The code is nearly the same. We just have to do a simple linear interpolation of `y`

to get it between 0 and 1.

It's fairly easy to see the graph is now steeper, and that there are fewer timestamps earlier, and more timestamps later, than before.

Incremental Creation

This is great at creating a whole set of timestamps, but what if you want to create them a bit at a time? We do this with our demo account – every day we add new user events based on these timestamps to make the demo look like it's live and up to date.

In the examples above we generated timestamps between some time in the past and now.
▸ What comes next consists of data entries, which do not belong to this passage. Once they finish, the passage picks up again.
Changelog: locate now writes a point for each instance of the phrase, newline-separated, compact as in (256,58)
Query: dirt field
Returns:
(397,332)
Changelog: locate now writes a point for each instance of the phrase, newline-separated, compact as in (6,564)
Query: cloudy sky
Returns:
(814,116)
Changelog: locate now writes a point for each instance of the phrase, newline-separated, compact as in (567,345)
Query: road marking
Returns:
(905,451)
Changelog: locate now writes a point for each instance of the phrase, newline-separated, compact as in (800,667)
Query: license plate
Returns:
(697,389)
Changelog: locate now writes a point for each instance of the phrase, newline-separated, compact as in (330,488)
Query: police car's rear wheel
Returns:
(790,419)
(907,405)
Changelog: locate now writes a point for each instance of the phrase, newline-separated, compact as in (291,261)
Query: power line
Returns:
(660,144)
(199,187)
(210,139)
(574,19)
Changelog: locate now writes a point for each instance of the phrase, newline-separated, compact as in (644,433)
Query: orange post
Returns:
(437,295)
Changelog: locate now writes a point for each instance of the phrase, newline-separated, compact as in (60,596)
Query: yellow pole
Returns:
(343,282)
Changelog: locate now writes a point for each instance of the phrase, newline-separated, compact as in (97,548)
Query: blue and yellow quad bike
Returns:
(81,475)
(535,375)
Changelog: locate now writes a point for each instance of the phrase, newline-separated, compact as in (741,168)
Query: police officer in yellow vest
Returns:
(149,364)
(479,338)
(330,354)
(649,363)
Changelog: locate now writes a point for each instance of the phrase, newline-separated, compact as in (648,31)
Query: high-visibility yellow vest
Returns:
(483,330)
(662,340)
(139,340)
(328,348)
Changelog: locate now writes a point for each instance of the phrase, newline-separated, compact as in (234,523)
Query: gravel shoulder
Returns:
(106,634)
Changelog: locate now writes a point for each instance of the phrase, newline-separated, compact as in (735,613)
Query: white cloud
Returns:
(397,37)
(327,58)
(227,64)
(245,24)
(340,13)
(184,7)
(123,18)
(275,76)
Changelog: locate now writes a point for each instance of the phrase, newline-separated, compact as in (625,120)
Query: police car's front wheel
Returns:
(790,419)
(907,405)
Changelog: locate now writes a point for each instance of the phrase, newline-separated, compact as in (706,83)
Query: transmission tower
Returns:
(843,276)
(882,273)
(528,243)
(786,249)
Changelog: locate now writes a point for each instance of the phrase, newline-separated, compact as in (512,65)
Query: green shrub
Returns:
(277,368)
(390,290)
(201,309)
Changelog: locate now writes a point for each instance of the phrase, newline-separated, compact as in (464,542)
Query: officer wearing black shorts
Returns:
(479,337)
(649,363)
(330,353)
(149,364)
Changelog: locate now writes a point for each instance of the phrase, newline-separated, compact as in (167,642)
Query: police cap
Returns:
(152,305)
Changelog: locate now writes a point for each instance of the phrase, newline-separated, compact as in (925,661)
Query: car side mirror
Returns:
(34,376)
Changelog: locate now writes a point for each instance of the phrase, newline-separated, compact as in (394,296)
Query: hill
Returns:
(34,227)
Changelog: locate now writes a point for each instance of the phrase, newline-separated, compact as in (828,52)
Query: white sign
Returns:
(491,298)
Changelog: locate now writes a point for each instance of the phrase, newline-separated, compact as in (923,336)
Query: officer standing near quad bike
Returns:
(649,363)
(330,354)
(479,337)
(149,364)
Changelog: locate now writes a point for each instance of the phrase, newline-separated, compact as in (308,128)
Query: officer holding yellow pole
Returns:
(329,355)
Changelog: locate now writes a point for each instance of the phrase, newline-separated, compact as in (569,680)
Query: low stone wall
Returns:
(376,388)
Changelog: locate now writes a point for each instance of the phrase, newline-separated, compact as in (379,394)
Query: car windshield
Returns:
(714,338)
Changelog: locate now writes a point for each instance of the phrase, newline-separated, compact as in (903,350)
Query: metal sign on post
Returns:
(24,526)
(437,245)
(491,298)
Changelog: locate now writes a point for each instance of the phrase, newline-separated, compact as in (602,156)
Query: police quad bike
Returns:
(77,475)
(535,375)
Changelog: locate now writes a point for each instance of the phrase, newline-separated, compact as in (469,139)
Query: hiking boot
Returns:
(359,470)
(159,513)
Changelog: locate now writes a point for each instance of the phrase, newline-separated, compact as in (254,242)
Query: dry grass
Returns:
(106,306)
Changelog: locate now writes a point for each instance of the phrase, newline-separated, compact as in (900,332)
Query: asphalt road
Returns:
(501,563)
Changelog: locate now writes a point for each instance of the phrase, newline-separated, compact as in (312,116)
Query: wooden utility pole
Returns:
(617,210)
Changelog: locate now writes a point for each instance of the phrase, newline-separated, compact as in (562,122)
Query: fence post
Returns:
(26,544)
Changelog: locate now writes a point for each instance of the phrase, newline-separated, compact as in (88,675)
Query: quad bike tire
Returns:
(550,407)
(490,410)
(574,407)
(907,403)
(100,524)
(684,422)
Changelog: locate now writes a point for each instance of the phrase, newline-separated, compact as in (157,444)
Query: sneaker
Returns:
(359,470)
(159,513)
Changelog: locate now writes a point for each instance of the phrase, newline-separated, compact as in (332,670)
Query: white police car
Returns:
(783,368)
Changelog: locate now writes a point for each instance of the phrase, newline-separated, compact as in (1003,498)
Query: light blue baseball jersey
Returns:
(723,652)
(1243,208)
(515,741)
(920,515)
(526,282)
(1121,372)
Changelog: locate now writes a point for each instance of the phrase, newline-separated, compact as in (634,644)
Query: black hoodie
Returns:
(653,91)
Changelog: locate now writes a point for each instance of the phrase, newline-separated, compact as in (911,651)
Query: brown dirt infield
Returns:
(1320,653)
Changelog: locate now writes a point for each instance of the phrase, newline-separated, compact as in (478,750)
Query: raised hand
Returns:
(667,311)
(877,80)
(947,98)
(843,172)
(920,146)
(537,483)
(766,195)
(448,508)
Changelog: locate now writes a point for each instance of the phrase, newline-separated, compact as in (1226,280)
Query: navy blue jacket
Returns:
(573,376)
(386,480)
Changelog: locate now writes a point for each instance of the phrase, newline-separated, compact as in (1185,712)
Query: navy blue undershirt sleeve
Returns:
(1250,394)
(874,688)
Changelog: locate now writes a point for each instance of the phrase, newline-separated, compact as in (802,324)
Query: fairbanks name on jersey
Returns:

This won't work for incremental generation, since subsequent days won't line up. Picking 24 hours ago and now as the two endpoints will give a discontinuity as each new day effectively starts the curve over.

The simplest way to have one overarching curve across multiple runs is to fix both the start and end dates. In other words, pick a future date for the end and stick to it (say 5 years in the future). From there simply filter on timestamp in the select query to generate the date range you need

```
select
date_trunc('day', ts)::date AS day,
count(1) as total_timestamps
from quickly_increasing_timestamps
where ts > '2021-02-02'::timestamp and ts < 2021-02-03'::timestamp
group by day
order by day asc
```

There it is. A nice set of auto-generated timestamps that follow any curve we'd like. In a future post we'll dive into how we use these synthetic timestamps to build out an entire set of realistic customer behaviors.